Максим поклонился и тихо, совсем неслышно, вышел из комнаты. Матушка велела кого-то позвать, чтобы послать к отцу с запиской. В это время в других дверях, со стороны девичьей, показалась Евпраксеюшка и, возбужденная, как бы принесшая и не весть бог какое важное известие, доложила, что пришла из Прудков Матреша от «барышни» — «ее» все в это время звали уж барышней, а не «мадамой», как было вначале. Матрешу не нужно было звать, она стояла за спиной Евпраксеюшки, и только та доложила о ее приходе, как она сама вошла. Матушка, едва сохраняя обычное присутствие духа, смотрела па нее, что она скажет.
— Матушка-сударыня, Максим Ефимов нас выгоняет, барышня не знают, что делать, к вам прислали... — заговорила Матреша и заплакала.
Было очевидно, что она опоздала, Максим Ефимов ее обогнал дорогой и предупредил.
— Писать барышня хотели — не могли. Ради Христа, говорит, Матреша, иди, скажи им... За что же это? И Дмитриева сына, мальчика-воспитанника, Максим Ефимов отнял, увел от них... Малашка теперь опять у них...
Все были возмущены, взволнованы, все жалели несчастную, и все не знали, что делать. Матреша, перестав плакать, вошла в роль, овладела вниманием и рассказывала, рассказывала... Ее все слушали, делали замечания о Максиме Ефимове, отзывались о нем как о злодее, который готов погубить кого угодно, а о главном виновнике — о дяде — все как-то или умалчивали, или отзывались почти что с сожалением, как бы он ни при чем тут и что злоупотребляют его именем и данной им властью... Может, это из деликатности перед матушкой, так как Петр Васильевич — ее брат, а может быть, это было и по их логике. Тогда была странная логика...
Часа через два наконец приехал отец. Он встретил в доме, в передней, Максима Ефимова и вместе с ним перешел в кабинет; туда же к ним пошла и матушка. Мне хотелось знать, что там будут говорить, и я пошел было с матушкой, но она меня остановила.
— Останься, — сказала она, — все узнаешь потом.
Я остался. Они пробыли там с полчаса или около того. Матушка возвратилась оттуда крайне взволнованная, прошла к себе в спальню, позвала туда няньку Дарью Афанасьевну и отдавала ей какие-то приказания, потом позвала туда же Матрешу, и они долго еще втроем обсуждали, говорили. Вскоре по уходе матушки из кабинета мы видели, как оттуда вышел и Максим Ефимов и осторожно прошел в переднюю, а потом на своей тележке уехал обратно к себе в Прудки. Отец в доме оставался еще сколько-то времени, говорил с матушкой, обсуждал что-то с ней и тоже уехал опять в поле. На конюшню вслед за тем, мы слышали, матушка послала приказание запрягать карету.

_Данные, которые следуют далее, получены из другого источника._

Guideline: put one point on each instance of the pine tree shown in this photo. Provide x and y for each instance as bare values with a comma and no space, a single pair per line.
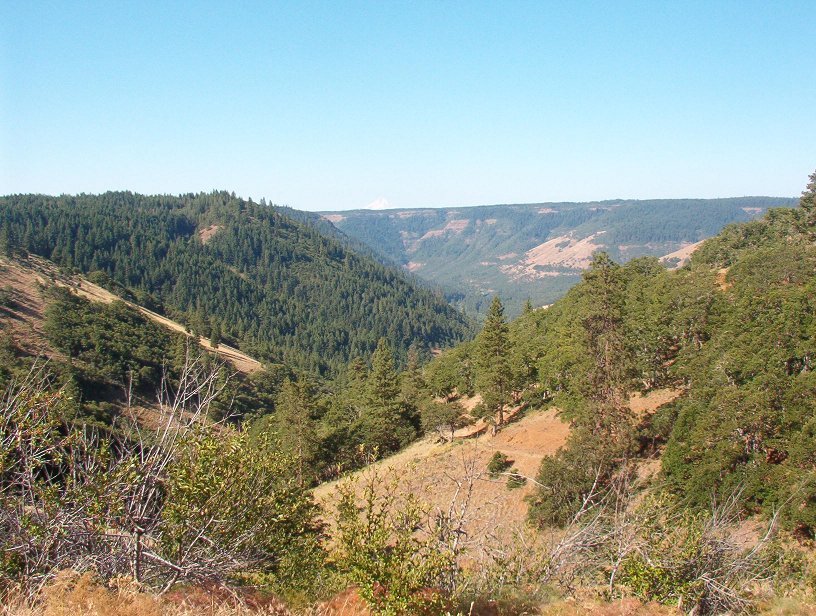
385,423
611,361
295,426
493,374
808,202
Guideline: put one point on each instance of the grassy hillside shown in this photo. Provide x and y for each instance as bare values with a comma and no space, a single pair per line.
536,251
734,330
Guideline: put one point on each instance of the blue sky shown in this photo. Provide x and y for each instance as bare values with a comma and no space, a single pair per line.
334,105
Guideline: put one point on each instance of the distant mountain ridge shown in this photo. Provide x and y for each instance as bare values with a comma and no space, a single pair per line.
536,251
280,289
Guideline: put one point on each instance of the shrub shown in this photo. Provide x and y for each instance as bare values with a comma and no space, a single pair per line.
498,464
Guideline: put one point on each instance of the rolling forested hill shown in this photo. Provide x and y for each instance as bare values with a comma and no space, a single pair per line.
536,251
237,270
732,333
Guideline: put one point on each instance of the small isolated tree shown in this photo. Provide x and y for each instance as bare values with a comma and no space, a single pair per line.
493,376
388,549
443,418
296,427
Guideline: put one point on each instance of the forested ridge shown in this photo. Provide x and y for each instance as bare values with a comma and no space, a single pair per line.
730,335
271,285
474,252
734,331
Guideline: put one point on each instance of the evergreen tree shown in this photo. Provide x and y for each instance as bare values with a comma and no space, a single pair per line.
808,203
493,374
385,423
611,362
296,427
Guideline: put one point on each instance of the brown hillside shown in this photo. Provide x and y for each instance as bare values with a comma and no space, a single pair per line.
438,473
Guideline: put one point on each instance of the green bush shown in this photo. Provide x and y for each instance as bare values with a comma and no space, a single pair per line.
498,464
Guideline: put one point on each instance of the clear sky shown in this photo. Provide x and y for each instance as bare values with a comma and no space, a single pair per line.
334,105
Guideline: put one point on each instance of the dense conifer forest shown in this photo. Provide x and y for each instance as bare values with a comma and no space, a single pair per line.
271,285
211,482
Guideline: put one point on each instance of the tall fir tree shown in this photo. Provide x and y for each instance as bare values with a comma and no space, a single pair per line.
386,420
296,427
493,375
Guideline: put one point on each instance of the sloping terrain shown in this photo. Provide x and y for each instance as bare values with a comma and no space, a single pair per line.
440,474
282,290
537,251
25,311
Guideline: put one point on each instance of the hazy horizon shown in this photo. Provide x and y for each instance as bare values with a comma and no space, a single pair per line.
329,107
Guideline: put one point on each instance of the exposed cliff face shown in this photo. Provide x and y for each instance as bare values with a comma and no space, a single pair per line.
538,251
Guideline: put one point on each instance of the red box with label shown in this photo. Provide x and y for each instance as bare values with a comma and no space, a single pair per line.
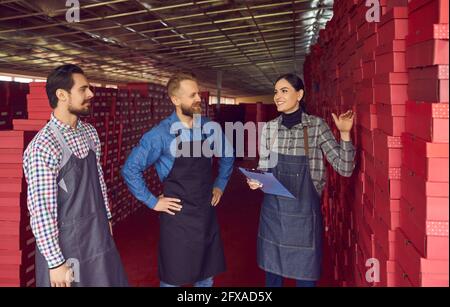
387,149
422,188
393,25
411,259
397,277
428,121
386,207
367,116
391,118
365,138
429,84
421,222
427,12
391,57
392,78
429,160
428,53
391,94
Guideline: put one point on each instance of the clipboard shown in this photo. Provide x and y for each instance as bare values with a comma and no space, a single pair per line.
271,185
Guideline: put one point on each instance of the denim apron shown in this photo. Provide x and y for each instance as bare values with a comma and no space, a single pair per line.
290,230
190,245
84,234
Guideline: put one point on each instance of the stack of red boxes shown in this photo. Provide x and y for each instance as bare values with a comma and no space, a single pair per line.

Было решено, что нянька Дарья Афанасьевна с Матрешей и выездным Никифором отправятся сейчас в Прудки и привезут «ее» к нам, что Максим Ефимов не смеет им ничего сделать, как посланным матушки, и они не должны вступать с ним ни в какие рассуждения и пререкания; что если он будет что удерживать из ее вещей — оставить, не спорить об этом, и проч.
Когда карета была готова и подъехала к крыльцу, в нее торжественно села нянька Дарья Афанасьевна — посланница, а с ней поместилась и Матреша. Никифор в ливрее встал на запятки, позади кузова. Карета тронулась, мы провожали ее из окна, а матушка с Евпраксеюшкой и несколькими другими еще горничными и дворовыми женщинами отправилась наверх, в мезонин, где у нас были три или четыре пустые, нежилые комнаты, в которых стояла ломаная мебель, запасные кровати на случай приезда кого-нибудь — вообще всякий хлам. Теперь две из этих комнат приготовляли для помещения «ее»: приказано было поскорее вымыть в них пол, обтереть потолки, приготовить кровать, собрать и уставить необходимую мебель, и проч., и проч. Все это надо было сделать сейчас же, поскорей, потому что могли приехать из Прудков, а помещение еще не будет готово. Поднялась спешка, горничные бегали наверх, а потом опять вниз, уносили, приносили; зачем-то позвали туда столяра Герасима с инструментами. Я попросился туда, и меня матушка пустила, сказав только, чтобы я там не шалил и никому не мешал, так как надо поскорее все приготовить.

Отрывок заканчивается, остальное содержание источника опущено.